If you have mastered a great latch you may have noticed the strong seal created between your babes mouth and your breast while breastfeeding. At the end of a feeding, he/she may release or stay attached as they fall asleep. If your babe remains attached take care to break the seal before pulling off of your breast. Gently place your finger into the side of your baby’s mouth to safely break the suction of the latch. Then hook your finder around your nipple to protect from an unexpected bite as your remove your baby from your breast. By taking this extra step you will avoid unnecessary trauma to your breast.


 It’s important to understand how to use your breast pump correctly whether you pump occasionally to build up a reserve stash of milk or are exclusively pumping. One key area that many women do not understand is that size matters! Pump breast shields or flanges are available in different sizes, so don't assume that the ones that come with your pump are right for you. The area where your nipple inserts is called the nipple tunnel. You want to check to make sure that your nipple and a small portion of your areola moves freely inside the nipple tunnel without rubbing on the edges. Most pump manufacturers offer alternative sizes. We highly recommend Pumpin Pal Super Shield Angled Breast Pump Flanges. They not only have a tapered nipple tunnel that accommodates a range of sizes they also are angled to allow you to pump in a more comfortable position.

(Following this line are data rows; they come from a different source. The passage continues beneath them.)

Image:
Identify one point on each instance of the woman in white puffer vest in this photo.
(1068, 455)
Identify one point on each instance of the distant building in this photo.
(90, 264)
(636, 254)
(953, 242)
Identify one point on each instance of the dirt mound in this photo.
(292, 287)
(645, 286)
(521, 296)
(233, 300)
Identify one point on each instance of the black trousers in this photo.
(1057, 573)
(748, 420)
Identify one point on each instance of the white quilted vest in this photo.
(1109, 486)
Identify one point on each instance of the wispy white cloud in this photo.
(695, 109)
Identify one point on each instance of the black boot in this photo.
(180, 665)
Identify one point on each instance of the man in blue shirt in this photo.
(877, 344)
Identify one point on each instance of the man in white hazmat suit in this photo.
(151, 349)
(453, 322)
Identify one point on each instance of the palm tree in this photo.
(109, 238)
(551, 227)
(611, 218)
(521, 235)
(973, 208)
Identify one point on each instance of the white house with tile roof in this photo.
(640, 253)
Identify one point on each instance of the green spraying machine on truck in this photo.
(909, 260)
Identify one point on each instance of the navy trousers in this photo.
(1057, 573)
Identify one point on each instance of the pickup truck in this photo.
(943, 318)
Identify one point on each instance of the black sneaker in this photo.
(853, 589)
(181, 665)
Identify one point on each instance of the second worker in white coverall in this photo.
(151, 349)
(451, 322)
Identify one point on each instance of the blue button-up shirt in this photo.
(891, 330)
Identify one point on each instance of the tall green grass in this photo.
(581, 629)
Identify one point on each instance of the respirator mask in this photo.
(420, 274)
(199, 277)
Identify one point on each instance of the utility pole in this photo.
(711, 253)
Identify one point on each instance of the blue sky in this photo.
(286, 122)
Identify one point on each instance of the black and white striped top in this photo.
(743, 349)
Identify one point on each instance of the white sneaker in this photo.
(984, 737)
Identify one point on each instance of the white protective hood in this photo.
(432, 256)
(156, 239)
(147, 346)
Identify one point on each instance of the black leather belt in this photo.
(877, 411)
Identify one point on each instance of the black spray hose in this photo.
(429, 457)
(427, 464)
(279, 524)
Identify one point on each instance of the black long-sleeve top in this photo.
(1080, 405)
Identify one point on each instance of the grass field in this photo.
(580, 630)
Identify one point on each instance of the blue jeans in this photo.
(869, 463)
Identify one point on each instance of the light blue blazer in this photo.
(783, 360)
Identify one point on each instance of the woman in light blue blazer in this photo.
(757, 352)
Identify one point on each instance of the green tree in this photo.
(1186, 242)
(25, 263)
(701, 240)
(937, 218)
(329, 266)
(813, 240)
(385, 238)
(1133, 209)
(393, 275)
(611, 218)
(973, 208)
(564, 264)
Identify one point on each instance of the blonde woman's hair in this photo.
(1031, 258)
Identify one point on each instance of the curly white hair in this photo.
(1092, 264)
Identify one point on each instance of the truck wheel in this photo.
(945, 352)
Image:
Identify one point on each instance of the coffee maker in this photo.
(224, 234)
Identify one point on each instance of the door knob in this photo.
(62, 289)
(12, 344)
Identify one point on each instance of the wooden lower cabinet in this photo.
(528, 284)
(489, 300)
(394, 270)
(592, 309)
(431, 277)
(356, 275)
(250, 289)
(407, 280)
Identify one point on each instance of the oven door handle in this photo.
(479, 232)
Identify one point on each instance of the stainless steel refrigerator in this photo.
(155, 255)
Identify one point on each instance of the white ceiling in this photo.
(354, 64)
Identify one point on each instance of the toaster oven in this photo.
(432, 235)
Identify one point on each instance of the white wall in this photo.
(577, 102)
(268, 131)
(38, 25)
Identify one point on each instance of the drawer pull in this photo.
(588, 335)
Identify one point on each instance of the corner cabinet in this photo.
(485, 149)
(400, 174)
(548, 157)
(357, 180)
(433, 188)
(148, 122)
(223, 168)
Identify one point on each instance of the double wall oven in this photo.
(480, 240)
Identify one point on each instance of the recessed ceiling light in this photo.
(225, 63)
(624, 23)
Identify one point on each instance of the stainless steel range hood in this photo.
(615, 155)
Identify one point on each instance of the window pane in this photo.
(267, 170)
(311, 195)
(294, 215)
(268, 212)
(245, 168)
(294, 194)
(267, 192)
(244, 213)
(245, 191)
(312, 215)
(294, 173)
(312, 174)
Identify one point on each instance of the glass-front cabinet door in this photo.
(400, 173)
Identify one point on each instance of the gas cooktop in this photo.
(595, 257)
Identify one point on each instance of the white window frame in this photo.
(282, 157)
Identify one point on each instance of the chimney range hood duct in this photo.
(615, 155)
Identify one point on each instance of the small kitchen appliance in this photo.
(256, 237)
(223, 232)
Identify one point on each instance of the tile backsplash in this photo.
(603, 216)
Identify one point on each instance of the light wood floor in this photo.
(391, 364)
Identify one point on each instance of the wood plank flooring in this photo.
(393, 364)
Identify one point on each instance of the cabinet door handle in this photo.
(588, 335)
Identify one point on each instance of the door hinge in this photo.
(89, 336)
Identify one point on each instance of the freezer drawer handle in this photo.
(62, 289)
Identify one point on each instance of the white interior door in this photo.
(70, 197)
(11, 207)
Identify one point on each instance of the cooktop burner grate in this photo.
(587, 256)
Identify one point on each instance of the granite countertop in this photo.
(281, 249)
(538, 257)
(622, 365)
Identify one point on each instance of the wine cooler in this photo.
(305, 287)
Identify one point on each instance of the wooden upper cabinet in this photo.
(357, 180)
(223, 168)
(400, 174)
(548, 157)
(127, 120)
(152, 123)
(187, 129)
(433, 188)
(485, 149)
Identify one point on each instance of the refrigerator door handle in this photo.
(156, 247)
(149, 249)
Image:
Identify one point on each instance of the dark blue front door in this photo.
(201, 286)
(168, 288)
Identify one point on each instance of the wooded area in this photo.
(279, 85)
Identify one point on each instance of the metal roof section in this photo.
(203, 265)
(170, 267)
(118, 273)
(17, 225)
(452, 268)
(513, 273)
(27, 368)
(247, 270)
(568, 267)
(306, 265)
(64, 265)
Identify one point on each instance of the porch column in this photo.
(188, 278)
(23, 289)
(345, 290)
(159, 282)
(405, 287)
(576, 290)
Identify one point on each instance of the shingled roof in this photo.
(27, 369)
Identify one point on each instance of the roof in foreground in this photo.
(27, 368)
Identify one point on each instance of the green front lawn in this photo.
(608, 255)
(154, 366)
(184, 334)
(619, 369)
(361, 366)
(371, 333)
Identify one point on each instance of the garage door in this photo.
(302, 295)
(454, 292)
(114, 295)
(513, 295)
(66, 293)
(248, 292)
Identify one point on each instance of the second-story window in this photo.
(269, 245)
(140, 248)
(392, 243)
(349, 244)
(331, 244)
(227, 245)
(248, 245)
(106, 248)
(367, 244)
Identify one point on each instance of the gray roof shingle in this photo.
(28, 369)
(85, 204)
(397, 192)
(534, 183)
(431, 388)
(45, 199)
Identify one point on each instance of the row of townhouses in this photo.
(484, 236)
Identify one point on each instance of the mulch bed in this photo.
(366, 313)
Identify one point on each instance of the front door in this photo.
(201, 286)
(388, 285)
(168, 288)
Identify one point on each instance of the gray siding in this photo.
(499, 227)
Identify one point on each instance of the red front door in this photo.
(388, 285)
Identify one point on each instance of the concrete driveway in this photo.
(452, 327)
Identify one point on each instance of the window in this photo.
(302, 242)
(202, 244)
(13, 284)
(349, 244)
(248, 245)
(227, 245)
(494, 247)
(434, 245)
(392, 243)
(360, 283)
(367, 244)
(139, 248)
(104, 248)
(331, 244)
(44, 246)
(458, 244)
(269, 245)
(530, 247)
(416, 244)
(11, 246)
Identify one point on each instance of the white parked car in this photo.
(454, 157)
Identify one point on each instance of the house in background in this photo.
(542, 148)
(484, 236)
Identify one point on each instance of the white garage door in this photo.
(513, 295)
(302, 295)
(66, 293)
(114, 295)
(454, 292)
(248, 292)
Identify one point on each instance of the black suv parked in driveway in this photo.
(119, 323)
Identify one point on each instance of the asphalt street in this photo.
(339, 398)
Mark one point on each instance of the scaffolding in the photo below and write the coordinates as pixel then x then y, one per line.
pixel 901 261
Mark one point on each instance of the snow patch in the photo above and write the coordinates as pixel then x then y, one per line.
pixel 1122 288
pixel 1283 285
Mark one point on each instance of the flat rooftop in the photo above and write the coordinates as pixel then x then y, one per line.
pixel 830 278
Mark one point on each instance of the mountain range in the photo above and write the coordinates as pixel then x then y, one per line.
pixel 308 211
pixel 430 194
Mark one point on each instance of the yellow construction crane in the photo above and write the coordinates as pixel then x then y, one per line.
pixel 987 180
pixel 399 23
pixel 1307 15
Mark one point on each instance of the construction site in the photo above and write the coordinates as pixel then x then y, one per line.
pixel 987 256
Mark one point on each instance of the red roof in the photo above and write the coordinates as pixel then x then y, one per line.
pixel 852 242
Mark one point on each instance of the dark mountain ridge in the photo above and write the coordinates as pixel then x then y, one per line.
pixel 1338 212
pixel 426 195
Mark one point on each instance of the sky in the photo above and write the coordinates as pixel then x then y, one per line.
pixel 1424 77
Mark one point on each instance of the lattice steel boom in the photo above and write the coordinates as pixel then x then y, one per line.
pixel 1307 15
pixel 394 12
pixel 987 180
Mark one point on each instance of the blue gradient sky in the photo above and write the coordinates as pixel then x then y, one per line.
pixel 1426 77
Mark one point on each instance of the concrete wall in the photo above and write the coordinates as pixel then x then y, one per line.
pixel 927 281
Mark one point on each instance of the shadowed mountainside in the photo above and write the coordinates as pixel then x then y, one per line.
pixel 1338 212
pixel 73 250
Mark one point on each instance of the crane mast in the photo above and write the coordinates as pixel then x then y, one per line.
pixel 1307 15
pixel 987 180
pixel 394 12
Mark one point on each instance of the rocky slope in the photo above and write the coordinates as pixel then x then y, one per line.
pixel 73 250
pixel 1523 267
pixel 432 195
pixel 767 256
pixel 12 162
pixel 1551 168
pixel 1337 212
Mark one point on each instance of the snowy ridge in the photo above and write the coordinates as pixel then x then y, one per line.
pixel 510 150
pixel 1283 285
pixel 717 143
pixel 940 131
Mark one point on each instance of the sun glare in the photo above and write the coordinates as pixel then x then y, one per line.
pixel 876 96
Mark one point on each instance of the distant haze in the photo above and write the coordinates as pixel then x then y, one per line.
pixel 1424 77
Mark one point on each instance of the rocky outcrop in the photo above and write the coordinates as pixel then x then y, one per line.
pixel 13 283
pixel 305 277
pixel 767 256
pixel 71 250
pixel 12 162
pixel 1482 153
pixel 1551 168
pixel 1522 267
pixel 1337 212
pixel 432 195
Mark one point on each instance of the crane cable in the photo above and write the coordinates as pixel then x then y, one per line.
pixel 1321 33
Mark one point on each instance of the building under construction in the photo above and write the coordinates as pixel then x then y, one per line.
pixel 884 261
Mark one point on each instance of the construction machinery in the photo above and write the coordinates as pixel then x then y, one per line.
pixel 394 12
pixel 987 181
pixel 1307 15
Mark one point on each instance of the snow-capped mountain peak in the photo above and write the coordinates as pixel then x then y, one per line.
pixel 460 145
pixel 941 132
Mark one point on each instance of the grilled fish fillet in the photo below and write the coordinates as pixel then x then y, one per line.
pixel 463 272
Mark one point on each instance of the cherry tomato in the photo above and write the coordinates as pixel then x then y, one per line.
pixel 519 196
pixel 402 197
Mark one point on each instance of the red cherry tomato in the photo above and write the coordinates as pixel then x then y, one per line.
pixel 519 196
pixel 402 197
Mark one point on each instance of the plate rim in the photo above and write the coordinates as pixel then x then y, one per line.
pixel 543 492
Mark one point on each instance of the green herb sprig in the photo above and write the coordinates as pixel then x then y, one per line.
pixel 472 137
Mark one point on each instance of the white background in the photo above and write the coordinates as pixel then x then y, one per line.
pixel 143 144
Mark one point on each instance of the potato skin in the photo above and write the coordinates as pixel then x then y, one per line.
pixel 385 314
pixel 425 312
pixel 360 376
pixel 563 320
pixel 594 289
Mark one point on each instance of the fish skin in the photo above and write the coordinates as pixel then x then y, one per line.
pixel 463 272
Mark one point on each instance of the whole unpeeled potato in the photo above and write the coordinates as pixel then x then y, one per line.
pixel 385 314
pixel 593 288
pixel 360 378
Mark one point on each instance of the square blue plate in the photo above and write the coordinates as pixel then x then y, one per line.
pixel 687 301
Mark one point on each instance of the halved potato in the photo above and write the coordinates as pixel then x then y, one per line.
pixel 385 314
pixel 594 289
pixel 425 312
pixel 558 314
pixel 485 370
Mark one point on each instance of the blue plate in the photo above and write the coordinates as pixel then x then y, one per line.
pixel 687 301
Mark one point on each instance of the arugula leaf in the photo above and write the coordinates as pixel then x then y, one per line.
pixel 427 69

More suction is not better. Your goal with the pump is to attempt to match how your baby nurses at the breast. If you feel pain, your bodies natural response will be to suppress milk production. A gentler suction with a properly fitting flange and paying attention to cycling your pump at a faster speed with gentle suction initially then moving to a stronger suction, without pain, and slower speed is the goal. Also, pay attention to your milk flow during a pumping session. It’s normal to have multiple letdowns while nursing and the same should occur while pumping. As you see your milk flow reduce increase the speed of your pump and reduce the suction level for a few minutes. This should trigger your body to let down once again for more milk production.

As a reminder, the affordable care act mandated that most insurance plans cover lactation consultations as preventative medicine. We encourage you to reach out to your insurance plan to understand your benefits and work with professionals to make sure you are set up for breastfeeding success before you start to experience issues. An ounce of prevention is worth a pound of cure.